I had a visitor in my shower this morning. I don’t have as much hair as I once did so my morning routine is much abbreviated and this morning I made the record for shampooing and rinsing. I didn’t even repeat. The Green Police would have awarded me a golden hemp star. I spy with my little eye a spider flying high.
We’re up here in Spider Country for our summer respite visiting the grand rents and cousins. Growing up, we not-so-affectionately dubbed this town ‘Coma and things have not changed much in the 20+ years since I’ve been gone. I’m ok with that now though because any time I get away from the laundry and chores of home rates high on my vacation reviews. Plus, the temperatures are 40 degrees cooler here. I actually get to wear jeans and a sweatshirt for a week in June, something we don’t usually get to experience until late October in Austin.
Texas is hands down the winner of ‘Places with the Nastiest Critters’. From scorpions to tarantulas to snakes, cicadas, centipedes and man-size cockroaches, I have encountered all of them at some point. I have learned to adapt to my environment – keep a big shoe handy and call your husband for the especially nasty chores like removing the dead rat from under the kitchen table at 2AM. Even Tom admitted “It was a big one.”
I still get a little squirmy though when it comes to the common brown house spider. We don’t have these down south, so when I visit Washington, I have to ready myself for the unexpected. Our family downstairs den has been christened ‘The Spider Room’ for all the arachnids that met their maker over the years at the hands of my courageous mother. Even my kids refer to it in this way although the furnishings and piles of crap under which you could find so many of these eight-legged horrors are long gone.

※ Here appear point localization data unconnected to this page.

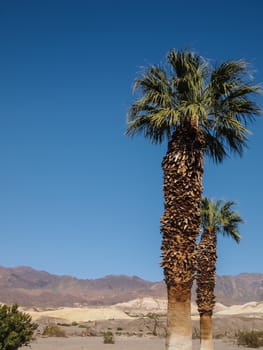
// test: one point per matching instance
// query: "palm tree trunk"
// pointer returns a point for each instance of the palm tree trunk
(183, 171)
(179, 325)
(206, 331)
(205, 278)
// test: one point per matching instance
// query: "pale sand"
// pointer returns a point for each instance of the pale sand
(84, 314)
(81, 314)
(121, 343)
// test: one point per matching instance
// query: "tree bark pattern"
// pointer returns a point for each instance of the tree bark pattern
(180, 223)
(206, 272)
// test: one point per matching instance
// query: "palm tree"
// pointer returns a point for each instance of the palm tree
(199, 110)
(216, 217)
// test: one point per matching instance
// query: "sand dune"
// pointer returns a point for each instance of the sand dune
(81, 314)
(138, 306)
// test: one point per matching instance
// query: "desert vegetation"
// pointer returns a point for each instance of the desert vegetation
(201, 111)
(16, 327)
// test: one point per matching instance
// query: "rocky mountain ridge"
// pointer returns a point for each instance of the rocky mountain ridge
(30, 287)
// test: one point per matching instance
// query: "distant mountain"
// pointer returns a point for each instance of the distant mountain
(29, 287)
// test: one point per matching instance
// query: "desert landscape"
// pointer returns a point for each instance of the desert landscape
(132, 309)
(137, 324)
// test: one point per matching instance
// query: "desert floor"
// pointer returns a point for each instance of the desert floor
(121, 343)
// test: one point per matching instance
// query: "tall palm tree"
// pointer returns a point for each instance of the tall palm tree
(216, 217)
(199, 110)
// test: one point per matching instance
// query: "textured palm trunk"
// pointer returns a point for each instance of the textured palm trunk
(183, 170)
(205, 278)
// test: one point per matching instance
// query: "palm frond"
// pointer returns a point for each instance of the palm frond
(220, 217)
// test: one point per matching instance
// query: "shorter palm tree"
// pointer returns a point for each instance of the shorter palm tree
(216, 217)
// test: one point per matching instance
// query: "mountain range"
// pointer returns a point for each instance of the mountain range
(29, 287)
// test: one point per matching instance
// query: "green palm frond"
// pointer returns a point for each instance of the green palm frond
(220, 217)
(188, 90)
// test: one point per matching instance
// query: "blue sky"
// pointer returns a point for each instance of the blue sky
(77, 196)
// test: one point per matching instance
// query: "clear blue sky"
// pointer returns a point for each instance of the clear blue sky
(78, 197)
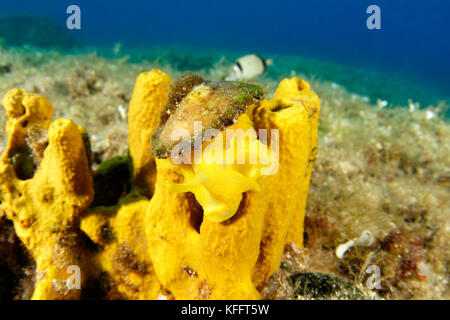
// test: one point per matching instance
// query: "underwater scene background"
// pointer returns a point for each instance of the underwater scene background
(384, 136)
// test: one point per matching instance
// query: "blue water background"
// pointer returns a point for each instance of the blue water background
(413, 42)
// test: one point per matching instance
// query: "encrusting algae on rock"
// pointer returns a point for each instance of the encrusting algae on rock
(204, 229)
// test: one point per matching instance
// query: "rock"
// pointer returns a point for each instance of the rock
(322, 286)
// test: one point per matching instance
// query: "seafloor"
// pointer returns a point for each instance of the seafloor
(382, 166)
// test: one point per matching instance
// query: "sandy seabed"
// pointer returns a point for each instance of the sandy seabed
(380, 168)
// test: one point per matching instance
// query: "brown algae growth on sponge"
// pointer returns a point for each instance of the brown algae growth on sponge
(185, 231)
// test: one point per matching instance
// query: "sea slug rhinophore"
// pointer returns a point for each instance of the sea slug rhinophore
(199, 230)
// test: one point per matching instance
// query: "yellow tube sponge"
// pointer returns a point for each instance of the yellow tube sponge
(147, 103)
(45, 208)
(199, 255)
(211, 228)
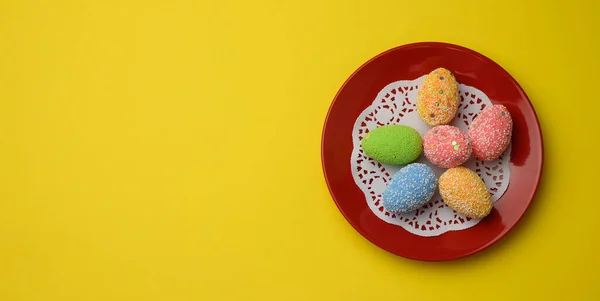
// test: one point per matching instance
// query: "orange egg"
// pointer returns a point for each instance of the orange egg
(437, 100)
(464, 191)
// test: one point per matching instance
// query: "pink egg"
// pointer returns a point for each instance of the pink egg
(490, 132)
(446, 146)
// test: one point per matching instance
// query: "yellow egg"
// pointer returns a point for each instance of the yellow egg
(437, 100)
(463, 190)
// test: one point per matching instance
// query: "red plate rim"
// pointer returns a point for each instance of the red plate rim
(531, 125)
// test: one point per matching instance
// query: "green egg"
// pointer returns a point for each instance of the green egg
(393, 144)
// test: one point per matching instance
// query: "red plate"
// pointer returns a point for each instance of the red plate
(407, 63)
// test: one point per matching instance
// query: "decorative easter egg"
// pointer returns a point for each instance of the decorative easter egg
(437, 99)
(446, 146)
(393, 144)
(490, 132)
(410, 188)
(463, 190)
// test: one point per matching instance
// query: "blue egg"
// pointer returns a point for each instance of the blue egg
(412, 187)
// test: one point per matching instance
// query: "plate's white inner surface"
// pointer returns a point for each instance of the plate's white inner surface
(395, 104)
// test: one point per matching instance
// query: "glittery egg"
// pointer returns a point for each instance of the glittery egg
(410, 188)
(463, 190)
(490, 132)
(437, 100)
(446, 146)
(393, 144)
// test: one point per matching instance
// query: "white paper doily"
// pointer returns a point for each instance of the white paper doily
(395, 104)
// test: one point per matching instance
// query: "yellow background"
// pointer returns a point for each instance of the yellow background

I have only in the wisdom of adulthood come to appreciate that these creatures are actually our friend. They keep the house clean of other smaller pests and they will keep their distance if I keep mine. They still creep me out. They hide in folds of draperies, small cracks in the baseboards, even in bedding. They do not bite but if you wake to find one staring down at you from the ceiling, you will lose ten years of your life guaranteed. They are thirsty creatures and come to places with water. I vividly recall making a late night trip to the bathroom to fill a drinking glass of water. A big fat one was crouched in the sink rousing me and the entire household with my screams of bloody murder. I even developed hives from this encounter.
“Big Baby!” I believe is the name I have earned for my reactions. My sister is even worse than me though. Even in our 40’s, we will still call our mother to come “Kill the Spider!” I am now the defender of the family against such harm – the problem is – the kids never find the nasties first. I do. It was me who discovered the six foot snake in the garage, the pervasive possum, the rats, and, of course, the numerous lizards – live and decapitated – over the years. Thank heavens my children are not the least bit uncomfortable handling these freeloader and giving them the broom – or the boot – out the door.
We’re headed to the Washington beaches for the remainder of our vacation and Fourth of July holiday (and Danielle’s 12th birthday) away from Spider Country. I hope I will sleep a bit better and deeper. I always keep a glass of water by my bed as I get very thirsty during the night. In the house I grew up in, you always had to put your fingers down into the glass before drinking because the spiders tend to crawl down inside looking for a free drink. This I learned the hard way.
May you and your family have a wonderful 4th of July celebration in the best country on this planet – even with our friend, the spider.